At 6:44, the sky turned a soft mauve, the black of the night fighting against the sun and losing. The chamber’s charred spots were becoming visible, but still, it was dark enough that they looked like shadows, or maybe moss growing over the metal and making the machine a part of the landscape.
At 6:52, the sky was a delicate blue, the color of newborn nurseries. The submarine’s aquamarine paint, once so glossy it looked wet, now looked pockmarked.
At 6:59, bright beams of sunlight penetrated the thick foliage and hit the submarine at once, as if all the stage lights had switched on to spotlight the show’s star. For a second, the light was so bright that a halo encircled the submarine, hiding its imperfections. But Young stared straight on, forcing her pupils to adjust and constrict, and she saw the proof of the crime: black charring everywhere; the porthole glass melted as if the submarine were crying; the whole tank tilted like an old man with a cane.
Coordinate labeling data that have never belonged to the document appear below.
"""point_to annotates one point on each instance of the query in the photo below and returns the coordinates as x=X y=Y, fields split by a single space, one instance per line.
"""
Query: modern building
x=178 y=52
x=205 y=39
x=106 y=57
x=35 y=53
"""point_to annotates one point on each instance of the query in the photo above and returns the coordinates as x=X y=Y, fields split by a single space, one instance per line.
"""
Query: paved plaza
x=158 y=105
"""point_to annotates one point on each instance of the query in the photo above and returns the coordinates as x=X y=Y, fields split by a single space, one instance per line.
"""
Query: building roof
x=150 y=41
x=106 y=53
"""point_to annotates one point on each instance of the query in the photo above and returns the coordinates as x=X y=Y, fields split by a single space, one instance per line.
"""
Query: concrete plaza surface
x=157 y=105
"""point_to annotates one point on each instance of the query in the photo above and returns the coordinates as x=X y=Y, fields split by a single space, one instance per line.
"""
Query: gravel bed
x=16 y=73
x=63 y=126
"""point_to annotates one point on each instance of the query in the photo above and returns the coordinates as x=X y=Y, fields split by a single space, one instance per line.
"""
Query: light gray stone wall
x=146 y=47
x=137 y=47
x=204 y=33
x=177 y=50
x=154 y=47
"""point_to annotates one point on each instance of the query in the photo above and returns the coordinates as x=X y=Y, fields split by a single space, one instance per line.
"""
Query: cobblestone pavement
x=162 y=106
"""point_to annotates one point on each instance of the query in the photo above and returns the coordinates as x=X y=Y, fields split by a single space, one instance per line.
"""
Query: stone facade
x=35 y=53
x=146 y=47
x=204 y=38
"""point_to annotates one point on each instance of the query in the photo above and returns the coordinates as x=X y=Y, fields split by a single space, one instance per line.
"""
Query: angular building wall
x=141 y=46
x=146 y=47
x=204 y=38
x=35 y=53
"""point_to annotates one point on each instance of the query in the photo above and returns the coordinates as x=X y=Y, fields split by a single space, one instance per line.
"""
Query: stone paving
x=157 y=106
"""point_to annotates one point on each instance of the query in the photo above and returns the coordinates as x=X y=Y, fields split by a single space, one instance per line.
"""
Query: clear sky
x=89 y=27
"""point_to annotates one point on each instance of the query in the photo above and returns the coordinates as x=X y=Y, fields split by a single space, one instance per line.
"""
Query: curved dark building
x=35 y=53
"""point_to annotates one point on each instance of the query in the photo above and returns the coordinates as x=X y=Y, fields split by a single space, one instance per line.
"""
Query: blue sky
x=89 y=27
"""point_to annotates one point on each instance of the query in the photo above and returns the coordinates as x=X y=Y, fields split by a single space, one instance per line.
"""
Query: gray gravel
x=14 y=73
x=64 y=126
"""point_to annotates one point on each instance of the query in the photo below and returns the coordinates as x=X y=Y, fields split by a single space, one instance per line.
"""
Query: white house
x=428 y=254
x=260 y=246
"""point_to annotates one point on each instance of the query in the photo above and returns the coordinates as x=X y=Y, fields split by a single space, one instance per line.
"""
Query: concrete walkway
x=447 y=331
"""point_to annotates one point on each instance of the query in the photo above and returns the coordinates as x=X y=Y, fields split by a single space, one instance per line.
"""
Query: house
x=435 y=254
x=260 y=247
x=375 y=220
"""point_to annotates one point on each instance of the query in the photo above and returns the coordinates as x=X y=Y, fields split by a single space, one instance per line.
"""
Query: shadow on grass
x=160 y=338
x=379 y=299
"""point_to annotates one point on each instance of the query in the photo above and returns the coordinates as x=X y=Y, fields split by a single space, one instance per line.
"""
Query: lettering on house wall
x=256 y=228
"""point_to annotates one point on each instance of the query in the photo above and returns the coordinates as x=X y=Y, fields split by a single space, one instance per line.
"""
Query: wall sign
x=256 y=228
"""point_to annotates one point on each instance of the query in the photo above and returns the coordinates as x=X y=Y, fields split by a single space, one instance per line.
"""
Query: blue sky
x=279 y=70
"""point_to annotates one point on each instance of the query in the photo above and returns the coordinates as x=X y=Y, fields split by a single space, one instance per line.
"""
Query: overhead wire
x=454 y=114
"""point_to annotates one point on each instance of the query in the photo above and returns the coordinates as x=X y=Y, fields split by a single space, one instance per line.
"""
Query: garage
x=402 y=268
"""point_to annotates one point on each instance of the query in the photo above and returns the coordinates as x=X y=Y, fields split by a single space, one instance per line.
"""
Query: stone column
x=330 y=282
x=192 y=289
She closed her eyes and breathed. In, out. Though it had been over a year, the smell of ash and burned flesh still clung to the tank’s carcass, mixing with the morning dew to form a charcoal stench. Or maybe that was her imagination. Her conscience, telling her tiny particles were infiltrating her lungs and she might, at this moment, be breathing in the cells of the people incinerated in that chamber.
She looked toward the creek. She couldn’t see the water, hidden behind the thicket of leaves stained in bright yellows and reds, no pattern to the colors as if toddlers had run around with paint cans, spraying trees at random. She imagined Mary sitting behind those trees, her feet centimeters from the water, smoking and laughing with Matt Thompson and, one night, being held down by him, assaulted; then, on a different night, being screamed at by his wife, told she was a stalker. A whore.
It was funny, how before Mary’s full confession—rather, confessions, as she’d had to repeat it multiple times, to Abe, the public defender, and the sentencing judge in the course of pleading guilty to felony murder and arson—she’d believed that Mary needed to accept whatever punishment she received. But now that Mary and Pak were in prison, she wondered if it was truly fair that Mary faced years in prison—ten minimum—when many others who’d contributed to the causal chain that night got nothing. Yes, Mary set the fire. But she wouldn’t have if Janine hadn’t lied that the dive was over and Matt had left. She couldn’t have if Pak hadn’t left the cigarette and matches where he had. And Matt—he was the causal root of everything: without him, without his actions and lies to Mary and Janine, they wouldn’t have done what they’d done the night of the explosion. Even the cigarette Pak placed under the oxygen tube was Matt’s, from his trash pile in the hollow tree stump. And yet, the law considered Janine a mere bystander, assigning no blame to her. And Pak and Matt got nothing for their roles in causing the fire itself; Pak received fourteen months in jail and Matt a suspended sentence with probation, but both for perjury and obstruction of justice. She heard that Matt and Janine were getting a divorce, which comforted her somewhat; as much as she tried, Matt’s treatment of her daughter was the one unpunished act in all this that she could not forgive.